By Maria Kalamatas | May 16, 2025
Doha —
They were once the golden corridor between Asia and Europe. Today, Gulf carriers are recalibrating—quietly, but significantly.
Faced with higher fuel prices, regional congestion, and aircraft reassignments, several major players in the Middle East are restructuring their air cargo routes in 2025. The changes are subtle: fewer bellyhold slots on passenger routes, more dedicated freighters repositioned toward Africa and South America.
“We’re not pulling out—we’re optimizing,” said a senior freight planner from a leading Gulf airline. “You go where the margins still make sense.”
What’s driving it isn’t just economics. It’s the ripple effect of global imbalances: capacity shortages in Southeast Asia, stronger intra-Africa demand, and ongoing bottlenecks in European handling facilities.

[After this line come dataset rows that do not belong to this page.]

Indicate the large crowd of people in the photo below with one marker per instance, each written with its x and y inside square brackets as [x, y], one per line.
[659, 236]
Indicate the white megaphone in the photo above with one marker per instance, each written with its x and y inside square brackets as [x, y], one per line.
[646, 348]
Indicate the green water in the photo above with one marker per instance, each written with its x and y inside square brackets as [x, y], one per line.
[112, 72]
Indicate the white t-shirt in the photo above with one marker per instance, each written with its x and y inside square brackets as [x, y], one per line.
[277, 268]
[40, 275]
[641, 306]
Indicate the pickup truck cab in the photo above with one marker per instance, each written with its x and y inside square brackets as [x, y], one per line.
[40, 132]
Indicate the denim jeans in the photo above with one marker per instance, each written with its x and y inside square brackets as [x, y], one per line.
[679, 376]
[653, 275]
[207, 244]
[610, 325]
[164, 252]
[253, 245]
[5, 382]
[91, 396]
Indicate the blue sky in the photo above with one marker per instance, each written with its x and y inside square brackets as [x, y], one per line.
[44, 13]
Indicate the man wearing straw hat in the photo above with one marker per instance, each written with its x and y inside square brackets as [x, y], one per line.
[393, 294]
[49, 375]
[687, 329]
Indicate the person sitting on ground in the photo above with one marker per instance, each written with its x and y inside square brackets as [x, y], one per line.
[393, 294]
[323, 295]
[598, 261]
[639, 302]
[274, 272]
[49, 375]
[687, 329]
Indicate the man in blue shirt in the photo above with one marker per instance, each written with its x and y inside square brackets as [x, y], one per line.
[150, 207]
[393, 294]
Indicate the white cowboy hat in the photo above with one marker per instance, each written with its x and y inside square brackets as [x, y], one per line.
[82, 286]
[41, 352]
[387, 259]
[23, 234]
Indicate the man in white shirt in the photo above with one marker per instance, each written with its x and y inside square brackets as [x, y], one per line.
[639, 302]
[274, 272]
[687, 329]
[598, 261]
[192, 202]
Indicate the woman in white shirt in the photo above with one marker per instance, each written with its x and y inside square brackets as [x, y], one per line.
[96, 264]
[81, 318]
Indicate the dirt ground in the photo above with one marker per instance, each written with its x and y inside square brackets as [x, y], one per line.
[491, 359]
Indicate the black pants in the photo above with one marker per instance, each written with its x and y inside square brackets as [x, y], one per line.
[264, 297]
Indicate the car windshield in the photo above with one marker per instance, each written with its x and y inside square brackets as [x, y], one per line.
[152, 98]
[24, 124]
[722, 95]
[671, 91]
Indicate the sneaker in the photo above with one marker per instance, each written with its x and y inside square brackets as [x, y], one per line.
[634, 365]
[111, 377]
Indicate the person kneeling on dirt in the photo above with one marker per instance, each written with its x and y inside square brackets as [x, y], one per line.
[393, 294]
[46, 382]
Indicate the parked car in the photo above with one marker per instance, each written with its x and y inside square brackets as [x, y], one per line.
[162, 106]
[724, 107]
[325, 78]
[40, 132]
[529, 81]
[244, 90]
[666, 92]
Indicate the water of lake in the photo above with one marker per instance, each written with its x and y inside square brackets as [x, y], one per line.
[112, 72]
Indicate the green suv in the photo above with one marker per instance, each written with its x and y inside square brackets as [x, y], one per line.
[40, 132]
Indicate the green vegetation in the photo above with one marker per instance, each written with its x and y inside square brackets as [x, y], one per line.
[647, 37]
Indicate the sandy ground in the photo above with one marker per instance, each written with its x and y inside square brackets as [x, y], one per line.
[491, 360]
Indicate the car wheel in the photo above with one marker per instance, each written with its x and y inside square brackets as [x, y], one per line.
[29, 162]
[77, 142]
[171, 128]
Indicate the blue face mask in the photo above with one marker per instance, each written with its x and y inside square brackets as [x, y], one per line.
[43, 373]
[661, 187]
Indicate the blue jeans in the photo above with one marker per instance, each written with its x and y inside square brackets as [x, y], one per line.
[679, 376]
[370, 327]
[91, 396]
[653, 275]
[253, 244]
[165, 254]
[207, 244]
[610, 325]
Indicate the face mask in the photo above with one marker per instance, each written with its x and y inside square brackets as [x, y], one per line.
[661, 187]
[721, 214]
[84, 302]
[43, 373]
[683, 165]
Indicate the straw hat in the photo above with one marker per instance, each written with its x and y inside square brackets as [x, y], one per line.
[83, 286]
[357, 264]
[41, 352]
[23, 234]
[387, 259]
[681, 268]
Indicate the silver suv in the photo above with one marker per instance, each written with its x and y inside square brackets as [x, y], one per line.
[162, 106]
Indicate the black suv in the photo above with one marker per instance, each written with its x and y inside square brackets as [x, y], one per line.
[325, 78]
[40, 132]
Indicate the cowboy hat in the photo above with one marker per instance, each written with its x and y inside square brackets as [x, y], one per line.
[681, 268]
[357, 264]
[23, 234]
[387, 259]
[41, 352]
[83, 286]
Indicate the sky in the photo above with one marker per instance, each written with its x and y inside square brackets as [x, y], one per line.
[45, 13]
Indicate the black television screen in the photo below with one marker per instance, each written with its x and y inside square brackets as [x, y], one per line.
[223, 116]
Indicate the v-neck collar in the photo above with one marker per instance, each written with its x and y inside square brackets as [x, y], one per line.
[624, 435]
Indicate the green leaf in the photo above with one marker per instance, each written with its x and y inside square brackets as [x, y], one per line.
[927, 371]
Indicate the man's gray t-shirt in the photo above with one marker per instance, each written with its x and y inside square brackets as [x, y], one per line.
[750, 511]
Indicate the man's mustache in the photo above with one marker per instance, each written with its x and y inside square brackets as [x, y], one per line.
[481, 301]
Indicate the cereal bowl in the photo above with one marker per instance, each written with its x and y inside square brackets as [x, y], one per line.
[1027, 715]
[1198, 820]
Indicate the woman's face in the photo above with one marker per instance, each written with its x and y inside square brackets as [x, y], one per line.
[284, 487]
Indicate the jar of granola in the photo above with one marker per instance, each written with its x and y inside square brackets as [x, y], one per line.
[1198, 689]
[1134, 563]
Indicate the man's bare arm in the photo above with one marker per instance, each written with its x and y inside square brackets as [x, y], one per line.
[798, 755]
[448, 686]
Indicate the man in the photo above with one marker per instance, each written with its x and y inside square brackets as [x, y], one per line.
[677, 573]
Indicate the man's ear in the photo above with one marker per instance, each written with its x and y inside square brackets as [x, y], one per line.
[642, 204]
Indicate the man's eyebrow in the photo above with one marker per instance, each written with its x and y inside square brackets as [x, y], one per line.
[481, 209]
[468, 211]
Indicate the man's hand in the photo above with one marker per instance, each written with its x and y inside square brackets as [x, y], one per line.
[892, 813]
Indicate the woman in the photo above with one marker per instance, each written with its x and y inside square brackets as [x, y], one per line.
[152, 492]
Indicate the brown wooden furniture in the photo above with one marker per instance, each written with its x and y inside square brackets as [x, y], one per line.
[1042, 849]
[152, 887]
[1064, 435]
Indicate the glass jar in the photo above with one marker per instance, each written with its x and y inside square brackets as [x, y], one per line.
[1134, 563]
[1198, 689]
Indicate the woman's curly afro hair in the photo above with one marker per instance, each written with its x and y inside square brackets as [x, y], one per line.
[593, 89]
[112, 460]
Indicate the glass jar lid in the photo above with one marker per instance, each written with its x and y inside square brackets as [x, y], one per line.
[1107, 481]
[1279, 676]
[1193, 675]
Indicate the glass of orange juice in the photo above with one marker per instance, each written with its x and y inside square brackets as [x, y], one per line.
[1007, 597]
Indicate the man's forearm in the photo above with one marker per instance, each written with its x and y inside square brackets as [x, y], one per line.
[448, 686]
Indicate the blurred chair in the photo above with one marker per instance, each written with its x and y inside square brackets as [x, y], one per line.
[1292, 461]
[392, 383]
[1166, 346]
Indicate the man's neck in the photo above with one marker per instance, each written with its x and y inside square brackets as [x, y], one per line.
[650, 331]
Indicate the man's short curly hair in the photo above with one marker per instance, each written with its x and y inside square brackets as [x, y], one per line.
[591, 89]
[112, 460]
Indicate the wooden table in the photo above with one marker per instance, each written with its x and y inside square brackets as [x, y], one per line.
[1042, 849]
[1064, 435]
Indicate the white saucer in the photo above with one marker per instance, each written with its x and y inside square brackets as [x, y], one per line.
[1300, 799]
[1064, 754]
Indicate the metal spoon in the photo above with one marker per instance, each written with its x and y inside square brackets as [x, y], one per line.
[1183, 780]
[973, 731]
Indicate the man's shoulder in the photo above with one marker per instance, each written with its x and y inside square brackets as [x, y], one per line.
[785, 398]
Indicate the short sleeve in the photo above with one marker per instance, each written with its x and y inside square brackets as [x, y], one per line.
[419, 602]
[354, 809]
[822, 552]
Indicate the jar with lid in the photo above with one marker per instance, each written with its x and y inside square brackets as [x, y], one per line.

Freight volumes from Hong Kong and Bangkok that used to flow through Dubai or Doha are now being split—some moving through Nairobi or Jeddah instead. Connections are shifting.
Forwarders are adapting. Some are consolidating mid-haul contracts. Others are turning to hybrid models: combining air-sea or air-rail to stabilize transit times where direct routes are no longer reliable.
The change is also pressuring smaller airports. As mega-hubs prioritize high-yield routes, secondary gateways in the Gulf—like Sharjah or Muscat—are absorbing new demand but without proportional infrastructure growth.
The result? A Middle Eastern air freight network that’s evolving not by design, but by necessity.
And as carriers reallocate capacity month by month, shippers are learning a new rule: in 2025, agility matters more than geography.